Patients often have family or personal history of atopy.
Key features of poorly controlled asthma: diurnal variation, triggered by cold air, exercise, dust etc., sleep disturbance, symptoms between exacerbations
Dx:
- (Quesmed): spirometry (FEV1/FVC of < 0.7) and bronchodilator reversibility , improvement in FEV1 of > 12% is significant
- FeNO = ppb > 40 = positive and supports dx
- Peak flow variability: peak flow diary reading at least twice a day over 2 to 4 weeks, variability > 20% = positive, supports dx
Asthma exacerbations
Key features: cough, tight feeling in chest, SOB, polyphonic wheeze on auscultation
Moderate exacerbation:
- PERF = 50 - 75% of predicted/best
Severe exacerbation:
- PERF = 33 - 50% of predicted/best
- RR > 25
- HR > 110
- Unable to complete sentences
Life-threatening:
92, 33 CHEST
- PERF < 33% of best or predicted
- Cyanosis
- Hypotension/shock
- Exhaustion/confusion/altered consciousness
- Silent chest
- Tachycardia (> 110), tachypnoea (>25)
Treatment for asthma exacerbation
Mild:
- Inhaled SABA (e.g. salbutamol)
- 4 x dose of their inhaled corticosteroid for up to 2 weeks
- Oral prednisolone if high-dose ICS ineffective
- Follow-up within 48 hours
Moderate
- Consider hospital admission
- Nebulised salbutamol
- Steroids (e.g. oral prednisolone or IV hydrocortisone)
Severe: O SHIT ME
O2 to maintain 94 - 98%
Salbutamol IV
Hydrocortisone IV/oral prednisolone
Ipratropium bromide (nebulised)
Theophylline or aminophylline IV
Magnesium sulphate IV
Escalate care
Life-threatening asthma
- Admission to ICU or ITU
- Intubation/ventilation
Treatment ladder for asthma
- SABA (e.g. salbutamol)
- SABA + low-dose ICS (e.g. beclomethasone)
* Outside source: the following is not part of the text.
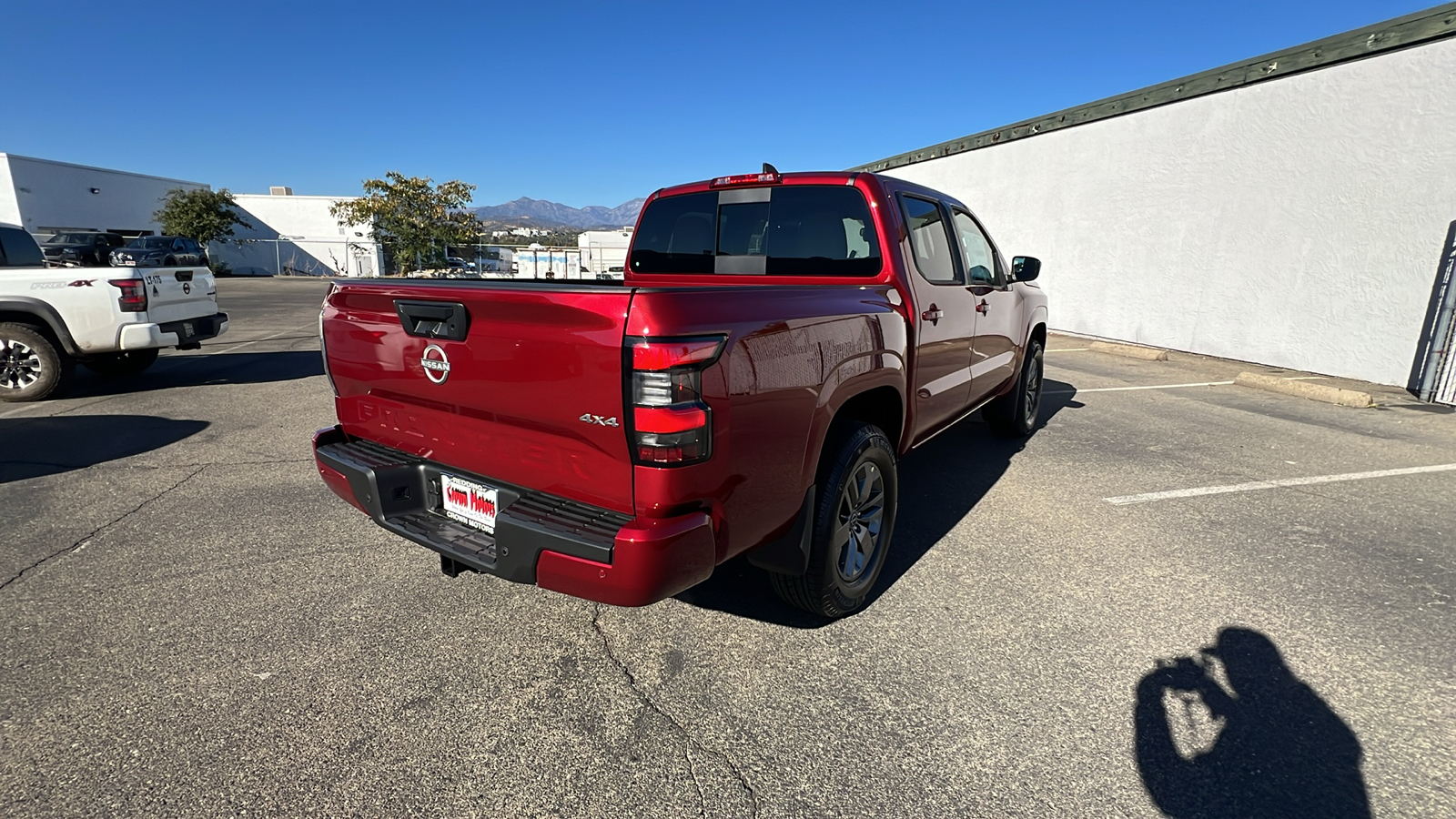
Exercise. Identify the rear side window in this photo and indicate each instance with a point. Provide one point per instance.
(783, 230)
(18, 248)
(929, 241)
- SABA + low-dose ICS + LTRA
- LABA (salmeterol)
- MART - maintenance and reliever therapy of low-dose ICS and LABA
- Increase to moderate-dose ICS
- Increase to high-dose ICS
- Specialist management (e.g. oral corticosteroids)
Chronic obstructive pulmonary disease (COPD)
Chronic, obstructive airway disease characterised by emphysema (increased mucus production and alveolar damage and dilatation) and bronchitis (chronic cough and sputum production due to inflammation in the bronchi) = decreased surface for gas exchange.
Biggest cause = smoking
Not reversible with bronchodilators
Key features: cough, wheeze, SOB, sputum production, recurrent chest infections (no clubbing, haemoptysis or chest pain)
Dx: clinical features and spirometry results (FEV1:FVC <0.7) and not bronchodilator reversible
Other Ix: BMI,FBC (anaemia and polycythaemia), sputum culture, ECG + echo (HF) , serum alpha-1 antitrypsin
Management of COPD
Step 1: SABA (salbutamol) and Short-Acting Muscarinic Antagonist (ipratropium bromide)
Then if not ineffective
If no asthma/steroid responsive features:
- Combination of LABA and LAMA
If asthma/steroid responsive:
- Combination of LABA and ICS
Final step = combination of LABA, LAMA and ICS (e.g. trimbow)
Annual flu and pneumococcal vaccinations
Community-acquired pneumonia
Lower-tract respiratory tract infection
Cough, sputum, fever, malaise, haemoptysis, pleuritic chest pain (sharp pain worse on inspiration)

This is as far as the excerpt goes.